Prior to visiting New York City in 1995, my approach to urban photography was an adaptation of my approach to landscape photography. Indeed, the shape of urban spaces in the American West owes much to the intertpenetration of landforms and natural vegetation with the human built environment. Humans can neither escape nor permanently subdue the non-human world, but this does not stop many humans from ignoring the extent to which they remain embedded in the context of the "natural" world (as demonstrated by the East Bay Hills photograph below, taken just over a year and a half after the devastating Oakland conflagration of 1991).

East Bay Hills, Berkeley-Oakland, California, March 1993.

African-American neighborhood on fringes of downtown Houston, Texas, June 1992.

Clearing fog and Eugene, Oregon from Spencer's Butte, January 1994.

Downtown and Mt. Hood from Rose Garden, Portland, Oregon, June 1996.

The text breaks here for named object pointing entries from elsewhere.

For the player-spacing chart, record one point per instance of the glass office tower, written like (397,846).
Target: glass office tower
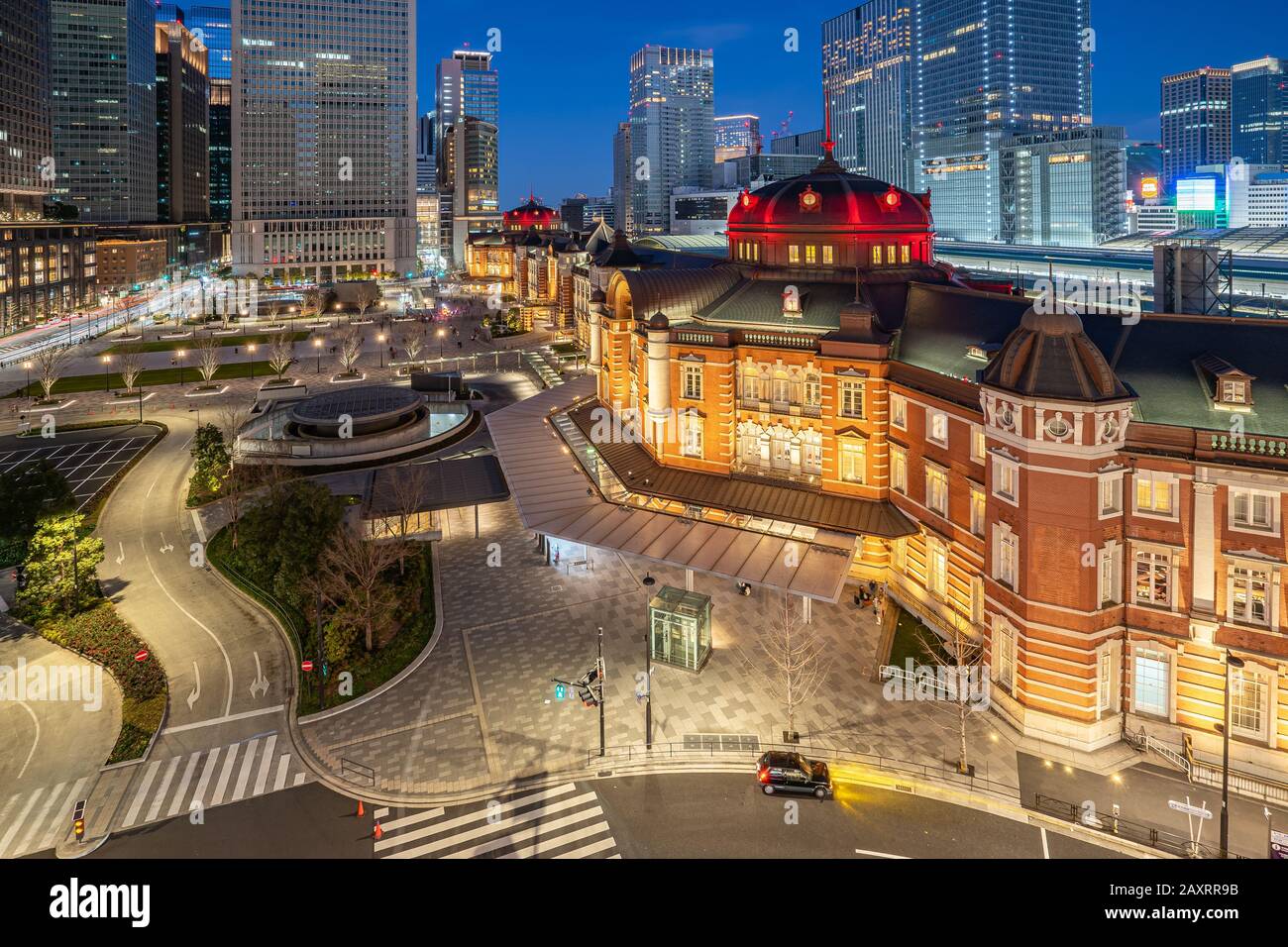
(867,78)
(104,116)
(984,71)
(1258,111)
(323,138)
(673,131)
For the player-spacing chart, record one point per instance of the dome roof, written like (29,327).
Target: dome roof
(531,214)
(831,198)
(1050,356)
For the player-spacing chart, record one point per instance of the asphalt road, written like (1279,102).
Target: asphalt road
(668,815)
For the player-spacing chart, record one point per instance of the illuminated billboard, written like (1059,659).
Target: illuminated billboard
(1196,193)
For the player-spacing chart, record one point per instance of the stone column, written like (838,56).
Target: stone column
(1203,552)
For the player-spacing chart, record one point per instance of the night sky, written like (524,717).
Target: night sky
(565,67)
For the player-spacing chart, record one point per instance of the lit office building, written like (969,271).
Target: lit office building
(1194,121)
(183,125)
(103,69)
(47,265)
(1258,111)
(982,75)
(737,136)
(472,170)
(334,195)
(468,88)
(673,129)
(867,78)
(1067,188)
(623,178)
(220,150)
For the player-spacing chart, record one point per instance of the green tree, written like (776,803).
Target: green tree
(211,459)
(29,492)
(60,567)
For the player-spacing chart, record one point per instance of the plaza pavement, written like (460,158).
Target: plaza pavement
(481,709)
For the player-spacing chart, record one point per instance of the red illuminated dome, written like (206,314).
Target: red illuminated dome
(531,214)
(831,218)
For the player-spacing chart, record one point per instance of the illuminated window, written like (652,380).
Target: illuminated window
(853,460)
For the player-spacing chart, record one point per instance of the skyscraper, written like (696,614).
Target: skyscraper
(1258,111)
(104,115)
(1194,119)
(183,125)
(737,136)
(867,78)
(983,72)
(623,175)
(673,131)
(323,138)
(468,88)
(47,265)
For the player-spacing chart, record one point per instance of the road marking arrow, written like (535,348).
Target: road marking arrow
(261,682)
(196,692)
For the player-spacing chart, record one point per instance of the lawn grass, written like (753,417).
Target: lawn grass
(78,384)
(227,341)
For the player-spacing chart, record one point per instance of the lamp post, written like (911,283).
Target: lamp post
(648,582)
(1236,663)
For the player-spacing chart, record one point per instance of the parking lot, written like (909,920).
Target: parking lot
(88,459)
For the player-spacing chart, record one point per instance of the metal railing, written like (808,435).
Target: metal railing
(1126,828)
(681,753)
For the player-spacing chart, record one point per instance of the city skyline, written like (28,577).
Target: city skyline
(750,48)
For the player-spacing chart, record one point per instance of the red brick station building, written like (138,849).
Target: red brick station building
(1099,501)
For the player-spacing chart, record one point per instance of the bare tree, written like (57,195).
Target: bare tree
(960,688)
(281,354)
(413,343)
(406,488)
(790,659)
(353,571)
(349,350)
(207,356)
(368,295)
(52,364)
(132,367)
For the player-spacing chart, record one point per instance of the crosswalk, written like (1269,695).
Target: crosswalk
(557,822)
(40,818)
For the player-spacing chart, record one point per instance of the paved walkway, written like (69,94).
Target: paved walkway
(482,706)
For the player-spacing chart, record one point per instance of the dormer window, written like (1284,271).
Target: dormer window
(1229,388)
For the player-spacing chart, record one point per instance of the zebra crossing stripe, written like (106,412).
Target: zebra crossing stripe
(489,827)
(137,802)
(183,785)
(526,834)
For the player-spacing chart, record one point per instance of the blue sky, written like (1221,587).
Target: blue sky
(565,67)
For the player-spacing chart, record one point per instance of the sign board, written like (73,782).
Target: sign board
(1202,812)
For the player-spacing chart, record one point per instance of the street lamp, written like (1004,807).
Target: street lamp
(1236,663)
(648,582)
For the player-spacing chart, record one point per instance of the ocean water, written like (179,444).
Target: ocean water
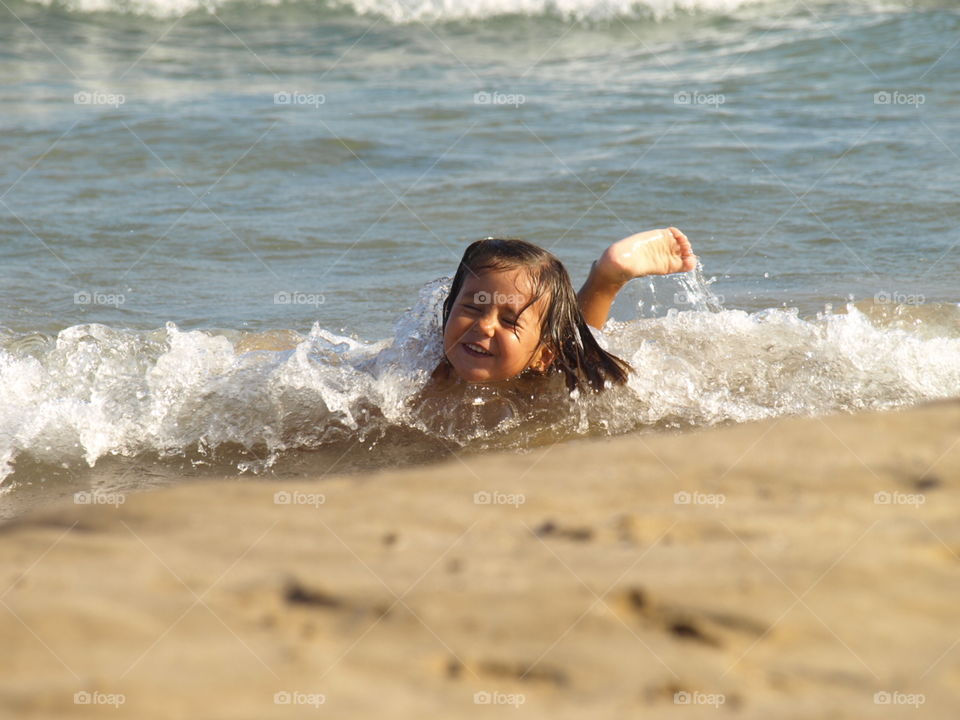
(225,226)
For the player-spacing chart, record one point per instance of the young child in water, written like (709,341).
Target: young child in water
(512,312)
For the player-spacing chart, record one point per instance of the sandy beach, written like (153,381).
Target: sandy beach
(791,568)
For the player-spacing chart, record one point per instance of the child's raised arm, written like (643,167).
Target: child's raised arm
(655,252)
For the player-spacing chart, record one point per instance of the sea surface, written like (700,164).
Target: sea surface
(226,227)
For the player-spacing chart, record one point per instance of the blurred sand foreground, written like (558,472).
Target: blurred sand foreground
(750,571)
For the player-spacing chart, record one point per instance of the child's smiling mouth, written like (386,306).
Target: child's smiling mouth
(476,351)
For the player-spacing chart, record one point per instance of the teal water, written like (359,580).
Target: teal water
(198,164)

Henry Weinhard's Brewery, Portland, Oregon, June 1996. I have fond memories from college of buying mass quantities of Henry's at Costco. Too bad they were bought out by Coors.

Skylight, San Francisco Museum of Modern Art, March 1995.

The Portland Building with statue of Portlandia, Portland, Oregon, 1994.

America's middle classes have really been digging in the last decade or so, as exemplified by this gated community. Discovery Bay, California, August 1994.

Clearing storm over San Francisco, California, December 1993.